Politics is likely to be the wild card which will raise its head from time to time, as parties get into an election mode. These temporary disturbance are only likely to provide opportunities to long term investors. Traders will have to be ready to trade both sides of the market.

From a markets perspective, we expect Nifty to have a final burst to about 7000 on the Nifty before the budget before it goes through a deep consolidation post the budget and corrects 20-25% and finally finishes the year with a 10-15% gain on the main indices.

What is your outlook on the markets for the year 2008

From a markets perspective, we expect Nifty to have a final burst to about 7,000 on the Nifty before the budget before it goes through a deep consolidation post the budget and corrects 20-25% and finally finishes the year with a 10-15% gain on the main indices. The bottom for year 2008 is not likely to be lower than 4800-5000.
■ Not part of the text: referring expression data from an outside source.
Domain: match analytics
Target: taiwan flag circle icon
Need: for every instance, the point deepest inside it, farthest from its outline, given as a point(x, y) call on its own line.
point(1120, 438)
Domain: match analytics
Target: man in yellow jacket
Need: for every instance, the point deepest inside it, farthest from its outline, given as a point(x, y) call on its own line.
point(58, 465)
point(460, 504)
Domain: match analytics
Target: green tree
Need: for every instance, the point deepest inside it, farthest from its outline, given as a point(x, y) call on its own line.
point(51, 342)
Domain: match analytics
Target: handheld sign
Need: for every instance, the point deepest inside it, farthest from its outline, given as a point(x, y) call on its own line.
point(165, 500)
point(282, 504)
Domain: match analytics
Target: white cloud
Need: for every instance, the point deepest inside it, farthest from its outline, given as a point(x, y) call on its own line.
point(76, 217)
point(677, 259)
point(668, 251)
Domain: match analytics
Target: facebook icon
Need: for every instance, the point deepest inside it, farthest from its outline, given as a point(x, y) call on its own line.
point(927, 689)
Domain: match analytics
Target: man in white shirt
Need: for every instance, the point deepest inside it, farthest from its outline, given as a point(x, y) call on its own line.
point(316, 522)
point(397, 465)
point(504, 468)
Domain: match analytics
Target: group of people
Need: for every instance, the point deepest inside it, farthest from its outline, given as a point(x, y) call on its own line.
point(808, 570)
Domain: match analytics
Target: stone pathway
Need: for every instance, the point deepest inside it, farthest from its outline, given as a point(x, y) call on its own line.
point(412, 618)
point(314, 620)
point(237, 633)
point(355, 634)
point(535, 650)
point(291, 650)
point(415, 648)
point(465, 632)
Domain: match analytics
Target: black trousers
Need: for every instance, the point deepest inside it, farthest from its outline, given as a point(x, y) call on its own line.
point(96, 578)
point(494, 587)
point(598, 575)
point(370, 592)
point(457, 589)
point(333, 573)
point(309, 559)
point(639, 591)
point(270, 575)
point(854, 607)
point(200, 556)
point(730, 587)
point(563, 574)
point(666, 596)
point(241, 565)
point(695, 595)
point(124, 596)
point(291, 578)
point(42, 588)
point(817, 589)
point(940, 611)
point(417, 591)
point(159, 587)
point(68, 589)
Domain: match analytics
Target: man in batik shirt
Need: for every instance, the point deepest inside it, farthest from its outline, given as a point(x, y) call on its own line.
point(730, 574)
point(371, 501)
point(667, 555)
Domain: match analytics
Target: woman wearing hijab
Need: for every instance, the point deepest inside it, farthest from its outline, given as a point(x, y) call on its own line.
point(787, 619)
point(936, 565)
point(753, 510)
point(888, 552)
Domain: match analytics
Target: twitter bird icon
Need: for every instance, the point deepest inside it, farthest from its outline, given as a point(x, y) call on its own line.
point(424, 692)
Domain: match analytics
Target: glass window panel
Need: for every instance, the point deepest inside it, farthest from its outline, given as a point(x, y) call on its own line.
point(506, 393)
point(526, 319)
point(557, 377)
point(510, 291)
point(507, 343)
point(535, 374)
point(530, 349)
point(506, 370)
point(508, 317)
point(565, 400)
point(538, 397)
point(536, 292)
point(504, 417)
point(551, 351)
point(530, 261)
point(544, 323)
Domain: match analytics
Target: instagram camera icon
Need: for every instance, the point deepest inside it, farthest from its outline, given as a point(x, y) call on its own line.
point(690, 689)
What will be your strategy in this volatile market for the New Year

The market will give opportunities for entry in 2008, so a good strategy would be to book profits in the pre-budget rally. Post-March, the markets should be expected to correct and consolidate as there could be global and liquidity concerns. This would provide long term investors entry opportunities in leading market groups.

While the gains for the year may temper down to 10-15%, but a rally from the lows of the year would still give an upside of 35-40%. We expect the 200 Daily Moving Average (DMA), which is the long-term trend determining indicator to be tested post-March, that would be a key entry point.

Which are the sectors you are bullish and bearish on

We believe that interest rates in India are going to decline and hence it is possible that interest rate sensitive sectors could outperform. The sectors expected to be in favour would be realty, PSUs, banking, and auto.

We expect infrastructure, capital goods, power, oil & gas to perform in line with the market.

Export lead sectors are likely to see pressure, and they are not expected to achieve new highs. These sectors are textile, technology and pharmaceuticals. In the mid cap space we expect insurance, hospitality, shipping, fertilizer, power transmission and Education sectors could outperform.

What would you advice to the investors in 2008

Investors should be very cognizant of the fact that they will not make money by just by being in the market. They need to enter the market at levels where risk reward becomes favourable. People need to keep an eye on the internal and external risks to the market, which are likely to make the market volatile but also provide opportunities.